В книге «Я из огненной деревни» поражают не только картины фашистских злодеяний, но и то, что в нечеловеческих обстоятельствах люди, которых истязали, продолжали сохранять человечность. Старались спасти детей — и не только своих, но и чужих. Чем могли, старались помочь более слабым, а как часто какая-нибудь картофелина, глоток воды, тряпка для перевязки, сто шагов, которые на себе тянули раненого, — были поистине бесценными, равными подаренной жизни и пожертвованному последнему шансу выбраться самому…
В этом кровавом водовороте люди все-таки продолжали думать и заботиться не только о себе, сохраняли отзывчивость, не закрывали глаза на то, что происходило вокруг них. Ольга Минич, раненая и обожженная (к тому же она была беременна, два месяца до родов оставалось), выбравшись из деревни, тащила в лес тяжело раненного мужа. Она была без сил, почти в беспамятстве. Но до сих пор она не может ни забыть, ни простить себя: «Я тащила мужика, уже вечером это, и знаете, вот так, метрах в тридцати от меня, шли они назад, за руки побрались хлопчики и шли назад в село. И почему у меня ума не хватило, ей-богу, ну прямо непростительно! Почему мне было не сказать: „Детки, вернитесь назад!“ Мне как-то на ум… Просто я растеряна была. А потом, уже назавтра, я опомнилась. И вот и сегодня, где увижу двое деток таких, дак обязательно вспомню тех детей. И вот я на себя вину беру: почему я их не вернула, тех деток?..» Эта живая совесть людей — то, с чем не могли справиться фашисты. Они могли «обезлюживать», но им не удавалось «расчеловечить». И уже одно это было предпосылкой их неминуемого поражения.

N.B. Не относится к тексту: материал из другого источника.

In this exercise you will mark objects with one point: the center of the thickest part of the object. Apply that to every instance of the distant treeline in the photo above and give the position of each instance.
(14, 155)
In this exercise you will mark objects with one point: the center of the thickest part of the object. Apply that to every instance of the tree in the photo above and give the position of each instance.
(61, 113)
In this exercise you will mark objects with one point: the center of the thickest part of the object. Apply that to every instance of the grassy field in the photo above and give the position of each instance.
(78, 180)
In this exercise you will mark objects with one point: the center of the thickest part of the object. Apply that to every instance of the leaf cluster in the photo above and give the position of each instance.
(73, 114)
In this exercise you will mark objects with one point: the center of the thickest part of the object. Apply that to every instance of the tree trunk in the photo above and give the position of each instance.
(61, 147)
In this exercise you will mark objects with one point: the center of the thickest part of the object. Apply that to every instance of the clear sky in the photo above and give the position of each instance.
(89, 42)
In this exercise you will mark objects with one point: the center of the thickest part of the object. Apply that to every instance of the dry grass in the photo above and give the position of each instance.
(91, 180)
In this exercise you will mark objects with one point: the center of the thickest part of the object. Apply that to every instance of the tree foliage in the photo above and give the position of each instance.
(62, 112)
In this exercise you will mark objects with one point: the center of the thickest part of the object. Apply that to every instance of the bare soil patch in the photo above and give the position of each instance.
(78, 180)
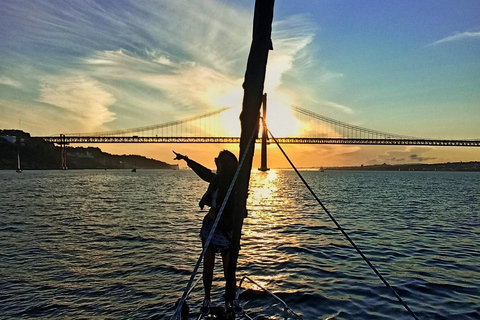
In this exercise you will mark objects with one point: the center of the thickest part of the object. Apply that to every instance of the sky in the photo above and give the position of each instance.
(408, 67)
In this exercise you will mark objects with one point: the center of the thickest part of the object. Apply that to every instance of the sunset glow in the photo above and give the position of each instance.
(405, 68)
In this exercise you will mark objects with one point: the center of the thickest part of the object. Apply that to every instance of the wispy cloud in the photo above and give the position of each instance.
(9, 82)
(84, 100)
(457, 37)
(102, 65)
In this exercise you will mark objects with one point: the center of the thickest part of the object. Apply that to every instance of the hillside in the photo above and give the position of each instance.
(37, 154)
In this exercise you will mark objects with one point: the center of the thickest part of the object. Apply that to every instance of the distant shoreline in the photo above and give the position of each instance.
(471, 166)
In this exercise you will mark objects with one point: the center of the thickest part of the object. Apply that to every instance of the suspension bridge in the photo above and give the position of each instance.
(209, 128)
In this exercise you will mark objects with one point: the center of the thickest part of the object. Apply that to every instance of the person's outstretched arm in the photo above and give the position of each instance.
(203, 172)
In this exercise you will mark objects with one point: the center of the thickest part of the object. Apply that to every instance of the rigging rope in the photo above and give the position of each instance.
(210, 235)
(343, 231)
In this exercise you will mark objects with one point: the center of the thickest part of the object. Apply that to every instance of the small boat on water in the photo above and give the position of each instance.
(219, 312)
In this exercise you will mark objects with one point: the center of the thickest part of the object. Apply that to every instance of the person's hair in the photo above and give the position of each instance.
(228, 163)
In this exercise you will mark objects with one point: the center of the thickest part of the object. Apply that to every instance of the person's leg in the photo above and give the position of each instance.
(231, 303)
(208, 266)
(225, 259)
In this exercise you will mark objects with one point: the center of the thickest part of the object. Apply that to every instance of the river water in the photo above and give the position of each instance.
(114, 244)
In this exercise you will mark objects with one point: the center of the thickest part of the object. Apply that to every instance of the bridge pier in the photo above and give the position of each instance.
(263, 164)
(63, 152)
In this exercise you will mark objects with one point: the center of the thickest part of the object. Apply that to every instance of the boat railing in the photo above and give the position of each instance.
(286, 309)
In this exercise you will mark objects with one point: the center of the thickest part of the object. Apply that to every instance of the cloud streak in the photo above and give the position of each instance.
(457, 37)
(84, 100)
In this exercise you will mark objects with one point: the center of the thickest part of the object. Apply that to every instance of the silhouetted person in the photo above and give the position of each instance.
(219, 183)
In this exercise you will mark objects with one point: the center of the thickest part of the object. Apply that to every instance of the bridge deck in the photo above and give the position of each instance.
(287, 140)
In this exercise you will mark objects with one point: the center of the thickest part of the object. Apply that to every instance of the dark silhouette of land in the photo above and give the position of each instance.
(36, 154)
(450, 166)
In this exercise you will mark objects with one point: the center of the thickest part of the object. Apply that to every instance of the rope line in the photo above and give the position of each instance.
(210, 235)
(343, 231)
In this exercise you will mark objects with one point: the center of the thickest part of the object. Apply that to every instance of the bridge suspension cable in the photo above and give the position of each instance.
(170, 124)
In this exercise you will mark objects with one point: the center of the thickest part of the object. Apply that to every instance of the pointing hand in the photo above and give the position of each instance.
(179, 156)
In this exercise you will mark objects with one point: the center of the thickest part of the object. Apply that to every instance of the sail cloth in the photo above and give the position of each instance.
(249, 118)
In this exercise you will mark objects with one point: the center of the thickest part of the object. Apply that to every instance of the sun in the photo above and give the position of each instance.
(281, 120)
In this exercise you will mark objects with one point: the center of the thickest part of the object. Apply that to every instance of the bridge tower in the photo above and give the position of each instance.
(263, 164)
(63, 152)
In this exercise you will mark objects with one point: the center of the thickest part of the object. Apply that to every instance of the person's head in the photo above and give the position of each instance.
(226, 163)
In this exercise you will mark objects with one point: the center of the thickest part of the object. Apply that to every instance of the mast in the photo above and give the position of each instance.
(249, 119)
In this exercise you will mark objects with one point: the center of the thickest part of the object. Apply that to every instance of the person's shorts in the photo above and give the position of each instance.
(220, 241)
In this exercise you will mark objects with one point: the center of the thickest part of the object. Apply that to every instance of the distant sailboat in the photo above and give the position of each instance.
(19, 169)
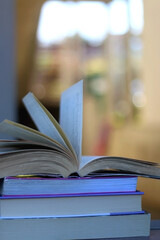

Нельзя не обратить внимание и на то, что нигде в книге, ни в одном рассказе, ни разу не возникает ни малейшего упрека, ни тени укора «хлопцам», партизанам. А ведь каратели и полицаи, «бобики», чтобы «переадресовать» гнев населения, создать вокруг тех, кто в лесу, выжженную страхом непреодолимую полосу, твердили одно: это вам за партизан! Но люди не очень грамотные, лишенные какой-либо информации, кроме слухов, понимали, что это не так, что это гнусное вранье. Нравственное чувство безошибочно подсказывало им, что ничем нельзя оправдать убийство детей, что не может быть никаких причин для поголовного уничтожения мирных жителей. Они твердо знали, что только партизаны, если им удастся, смогут их защитить и спасти. И чем больше зверствовали фашисты, тем больше людей уходило в лес, к партизанам.